The supreme court of California held in People v. Powell, 87 Cal. 348, 25 Pac. 481, 11 L. R. A. 75, that a constitutional provision identical in 'language with our own — -and it is upon this case that counsel for plaintiff chiefly rely — prohibited the legislature from authorizing a change of place of trial to another county upon the state’s application. We cannot agree to the correctness of this decision. Its fallacy ‘lies in erroneously assuming that at common law the defendant had an unqualified right to a trial by a jury of the county of the offense. The people of California, when they adopted their first constitution, did not enter into statehood from a territorial government, like the people of this state. In the absence of any other certain means of ascertaining the nature of the right of trial by jury intended to be secured by their constitution, the court turned to the common law, and, assuming that the common-law right was an unqualified one1, necessarily reached the conclusion that the legislature could not take it away. The error 'lies in the assumption. *149The crowning purpose of the jury system, through its various stages of development, has been to provide a fair and impartial trial. Under the interpretation of the California court, the right secured is not the common-law right of trial by jury. It is more.

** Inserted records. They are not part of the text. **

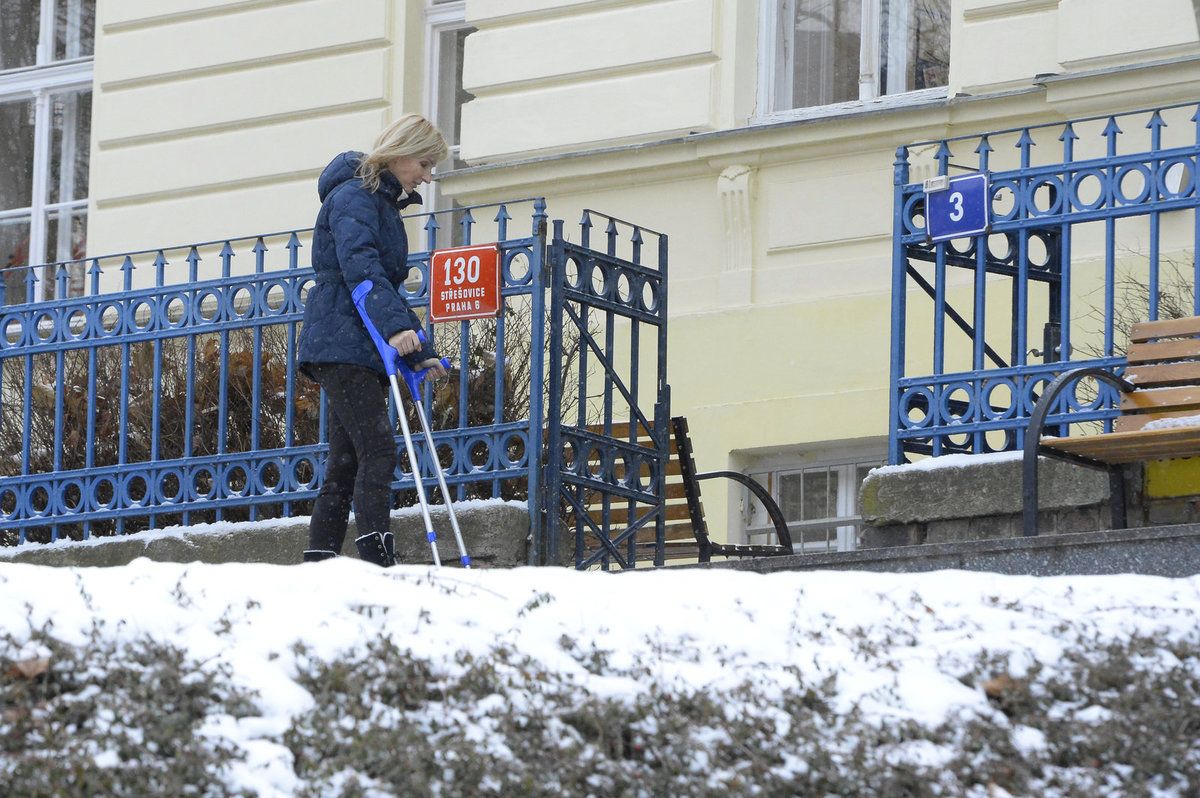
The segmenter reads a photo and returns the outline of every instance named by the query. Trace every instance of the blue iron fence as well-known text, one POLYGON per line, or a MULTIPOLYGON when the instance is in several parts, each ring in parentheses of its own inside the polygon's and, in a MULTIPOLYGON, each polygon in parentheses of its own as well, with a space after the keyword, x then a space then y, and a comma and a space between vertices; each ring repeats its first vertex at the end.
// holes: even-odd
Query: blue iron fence
MULTIPOLYGON (((501 254, 503 307, 494 319, 429 325, 459 366, 449 382, 426 385, 424 397, 433 456, 454 498, 528 498, 531 562, 555 563, 574 507, 621 502, 641 513, 629 530, 613 533, 607 509, 597 522, 573 524, 576 566, 661 562, 666 236, 589 211, 579 243, 556 221, 548 247, 541 199, 405 218, 410 240, 425 247, 410 254, 402 289, 414 307, 429 304, 439 242, 494 241, 501 254), (513 233, 514 208, 528 210, 527 234, 513 233), (602 249, 591 244, 593 219, 607 225, 602 249), (553 534, 543 534, 546 524, 553 534)), ((327 449, 323 397, 297 379, 295 365, 313 284, 299 263, 310 233, 3 275, 0 544, 307 511, 327 449), (239 257, 252 258, 253 269, 235 270, 239 257), (84 267, 83 295, 67 296, 84 267), (115 290, 102 282, 106 268, 120 272, 115 290), (139 269, 151 270, 147 285, 135 279, 139 269), (62 298, 36 301, 47 271, 62 298), (17 287, 16 303, 4 304, 5 286, 17 287)), ((418 458, 432 479, 432 456, 420 449, 418 458)), ((393 488, 413 486, 402 452, 393 488)))
MULTIPOLYGON (((496 319, 431 325, 439 349, 461 365, 450 384, 426 388, 447 483, 458 498, 536 496, 546 402, 545 203, 459 208, 407 222, 417 231, 410 238, 426 244, 409 257, 415 277, 404 293, 414 306, 428 304, 429 258, 448 224, 457 228, 455 243, 494 240, 502 256, 504 307, 496 319), (527 234, 513 235, 516 208, 529 212, 527 234)), ((312 285, 299 250, 310 232, 6 270, 2 542, 290 515, 316 495, 325 407, 316 386, 297 379, 294 363, 312 285), (247 257, 253 269, 235 273, 234 258, 247 257), (68 297, 70 275, 81 268, 89 275, 84 293, 68 297), (106 269, 121 272, 118 290, 102 286, 106 269), (138 269, 153 270, 149 285, 135 286, 143 282, 135 281, 138 269), (62 298, 35 301, 38 275, 48 272, 62 298), (14 287, 23 296, 12 296, 14 287)), ((420 457, 418 467, 432 475, 429 456, 420 457)), ((402 456, 393 487, 412 486, 412 464, 402 456)), ((540 537, 539 525, 535 519, 540 537)))
MULTIPOLYGON (((899 148, 889 461, 1019 449, 1058 373, 1120 371, 1130 323, 1200 313, 1198 156, 1195 103, 899 148), (988 176, 991 223, 934 243, 912 178, 952 170, 988 176)), ((1109 429, 1115 399, 1083 383, 1050 423, 1109 429)))

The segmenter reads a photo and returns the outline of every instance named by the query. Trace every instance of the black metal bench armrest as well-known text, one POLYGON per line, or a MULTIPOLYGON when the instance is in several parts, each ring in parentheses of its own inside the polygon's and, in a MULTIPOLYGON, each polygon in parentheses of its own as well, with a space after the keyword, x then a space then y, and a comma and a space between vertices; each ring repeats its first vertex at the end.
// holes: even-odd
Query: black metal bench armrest
POLYGON ((1038 397, 1033 413, 1029 416, 1029 426, 1025 429, 1025 450, 1021 462, 1021 500, 1023 513, 1023 532, 1026 537, 1037 535, 1038 514, 1038 479, 1037 460, 1041 445, 1042 430, 1046 426, 1046 417, 1054 409, 1058 395, 1084 377, 1095 377, 1101 382, 1112 385, 1122 393, 1137 390, 1137 386, 1124 377, 1118 377, 1103 366, 1085 366, 1083 368, 1064 371, 1046 386, 1046 390, 1038 397))
MULTIPOLYGON (((716 477, 732 479, 734 482, 745 485, 750 489, 755 498, 762 502, 763 507, 766 508, 767 516, 775 526, 775 534, 779 537, 779 548, 782 550, 780 553, 791 554, 792 535, 788 532, 787 521, 784 520, 783 511, 779 509, 779 505, 771 498, 771 494, 767 492, 767 489, 758 484, 753 478, 737 471, 706 471, 703 474, 697 474, 696 480, 715 479, 716 477)), ((720 544, 713 545, 719 546, 720 544)))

It secures to the defendant a fair and impartial trial in the county of the offense, if such a trial can be had; and, if not, it grants him immunity from trial and punishment for his offense. The common law, which may be said to be the ripened product of the wisdom and experience of successive generations, is not ¡properly chargeable with the origin of any such doctrine. The Crown, through the king’s bench, always had the power to accord a fair and impartial trial. If it could not be had in the county where the offense was committed, it was secured by transferring the indictment for trial to another county. Our constitution was adopted after, and not in the light of, the California case, and is not therefore controlled by it. As we have seen, the right of trial by jury had acquired a fixed meaning among the people who adopted our constitution when they adopted it, and it is the right thus understood which was secured, and it is, in fact, merely the right as it existed at the common law.
(99 N. W. 769.)
It follows from what we have said that the district court did not act without lawful authority in making the order in question. The
writ will therefore be quashed.
All concur.
Cochrane, J., did not sit in the above case or take any part in the decision, Judge Charles A. Pollock, of the Third judicial district, sitting in his place by request.